Ler é um prazer invulgar e um ato de cidadania.
E se pensarmos isto num país onde existe a carência de 130 mil bibliotecas públicas,
além de outros desníveis nas áreas de educação e cultura, então ler é até um
ato revolucionário, uma subversão. Se tal ato é um prazer, e desse prazer consta
a suave alegria vivida em diferentes gradações, melhor ainda o será. E é assim
que dou fé de valia (com alegria) ao fiador (tecelão) de palavras Nilto Maciel, cearense de Baturité,
mestre específico da variedade literária do conto e provocador tenaz em sua
crítica literária.
Como todo bom contador de histórias, o óbvio é
que sobre a sua própria (recortes, ao menos) ele seja fiel a um bom trabalho.
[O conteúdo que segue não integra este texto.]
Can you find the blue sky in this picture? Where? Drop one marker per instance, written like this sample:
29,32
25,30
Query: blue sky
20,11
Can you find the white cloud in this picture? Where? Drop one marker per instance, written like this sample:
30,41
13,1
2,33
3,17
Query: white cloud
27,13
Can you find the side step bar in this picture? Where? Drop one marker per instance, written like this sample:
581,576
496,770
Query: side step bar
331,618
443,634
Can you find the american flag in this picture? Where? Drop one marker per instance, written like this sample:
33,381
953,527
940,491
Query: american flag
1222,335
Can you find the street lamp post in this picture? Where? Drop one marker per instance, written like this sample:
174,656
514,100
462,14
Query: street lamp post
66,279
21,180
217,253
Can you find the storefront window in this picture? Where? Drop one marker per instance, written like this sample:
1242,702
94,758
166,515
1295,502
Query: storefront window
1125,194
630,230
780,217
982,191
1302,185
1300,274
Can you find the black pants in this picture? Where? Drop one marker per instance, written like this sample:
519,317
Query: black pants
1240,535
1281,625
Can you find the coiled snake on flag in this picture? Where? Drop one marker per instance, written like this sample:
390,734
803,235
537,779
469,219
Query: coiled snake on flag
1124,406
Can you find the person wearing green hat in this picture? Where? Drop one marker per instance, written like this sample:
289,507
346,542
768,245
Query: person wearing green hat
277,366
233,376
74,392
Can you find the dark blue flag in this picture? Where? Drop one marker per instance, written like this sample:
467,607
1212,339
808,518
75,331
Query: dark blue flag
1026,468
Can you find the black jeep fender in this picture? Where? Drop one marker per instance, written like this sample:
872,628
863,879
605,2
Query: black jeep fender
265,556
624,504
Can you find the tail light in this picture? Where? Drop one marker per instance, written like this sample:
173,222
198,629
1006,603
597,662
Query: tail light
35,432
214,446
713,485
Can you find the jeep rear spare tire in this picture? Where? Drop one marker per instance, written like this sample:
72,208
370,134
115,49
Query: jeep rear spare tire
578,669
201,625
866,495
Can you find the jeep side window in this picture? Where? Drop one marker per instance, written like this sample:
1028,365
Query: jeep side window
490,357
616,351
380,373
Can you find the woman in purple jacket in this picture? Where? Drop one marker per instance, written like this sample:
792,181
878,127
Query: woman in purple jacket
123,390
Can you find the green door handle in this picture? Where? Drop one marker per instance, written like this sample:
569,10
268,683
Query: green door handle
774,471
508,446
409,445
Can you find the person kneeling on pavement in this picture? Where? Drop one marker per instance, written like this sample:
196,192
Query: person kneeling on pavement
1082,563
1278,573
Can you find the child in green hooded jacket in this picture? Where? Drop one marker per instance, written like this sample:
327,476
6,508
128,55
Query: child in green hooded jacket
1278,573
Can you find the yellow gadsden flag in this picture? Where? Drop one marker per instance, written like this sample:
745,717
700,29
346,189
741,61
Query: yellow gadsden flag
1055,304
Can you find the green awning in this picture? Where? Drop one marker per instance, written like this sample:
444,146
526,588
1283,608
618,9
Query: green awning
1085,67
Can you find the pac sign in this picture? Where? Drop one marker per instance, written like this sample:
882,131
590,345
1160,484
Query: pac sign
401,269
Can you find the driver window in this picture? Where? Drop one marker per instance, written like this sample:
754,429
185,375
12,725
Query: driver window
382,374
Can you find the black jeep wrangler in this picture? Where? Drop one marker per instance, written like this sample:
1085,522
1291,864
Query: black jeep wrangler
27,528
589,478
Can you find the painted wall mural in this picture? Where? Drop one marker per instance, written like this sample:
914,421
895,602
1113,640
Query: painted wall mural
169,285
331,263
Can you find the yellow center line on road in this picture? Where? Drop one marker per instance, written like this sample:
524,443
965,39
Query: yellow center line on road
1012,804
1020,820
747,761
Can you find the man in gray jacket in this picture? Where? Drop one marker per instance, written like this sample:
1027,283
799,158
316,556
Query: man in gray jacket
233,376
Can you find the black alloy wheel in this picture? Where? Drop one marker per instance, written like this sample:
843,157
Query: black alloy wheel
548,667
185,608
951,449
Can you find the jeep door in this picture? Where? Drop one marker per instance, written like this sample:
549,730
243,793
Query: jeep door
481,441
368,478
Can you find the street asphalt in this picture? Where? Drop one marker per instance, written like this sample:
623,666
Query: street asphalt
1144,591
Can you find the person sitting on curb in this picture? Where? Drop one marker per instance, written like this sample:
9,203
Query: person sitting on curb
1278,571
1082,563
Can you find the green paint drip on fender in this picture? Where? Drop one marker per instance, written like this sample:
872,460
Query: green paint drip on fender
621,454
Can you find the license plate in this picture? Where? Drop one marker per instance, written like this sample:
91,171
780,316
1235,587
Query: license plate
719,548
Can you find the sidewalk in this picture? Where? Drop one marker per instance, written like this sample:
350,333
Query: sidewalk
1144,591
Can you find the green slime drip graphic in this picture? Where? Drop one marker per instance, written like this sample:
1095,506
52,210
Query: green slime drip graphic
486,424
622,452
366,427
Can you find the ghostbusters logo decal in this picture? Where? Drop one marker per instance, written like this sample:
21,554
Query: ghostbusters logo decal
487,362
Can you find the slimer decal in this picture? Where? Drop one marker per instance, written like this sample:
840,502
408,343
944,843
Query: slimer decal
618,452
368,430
Assim é que nos dá a alegria de um livro de memórias, onde desnuda ao menos um
pouco de seu cotidiano de escritor no decorrer dos anos.
Em Menos
vivi do que fiei palavras: diários de literatura (Penalux, 2012), Nilto
abre ao público sua falas secretas (íntimas) num relato autobiográfico acerca
de suas batalhas entre livros, sonhos, alegrias e desilusões. Não se trata,
entretanto, de algo como um relatório formal, mas, sim, de crônicas cerzidas
com a graça, a “eletricidade” e a ironia que lhe são próprias já noutros
escritos, mesmo quando tratam de assuntos complexos e até tristes, pesarosos.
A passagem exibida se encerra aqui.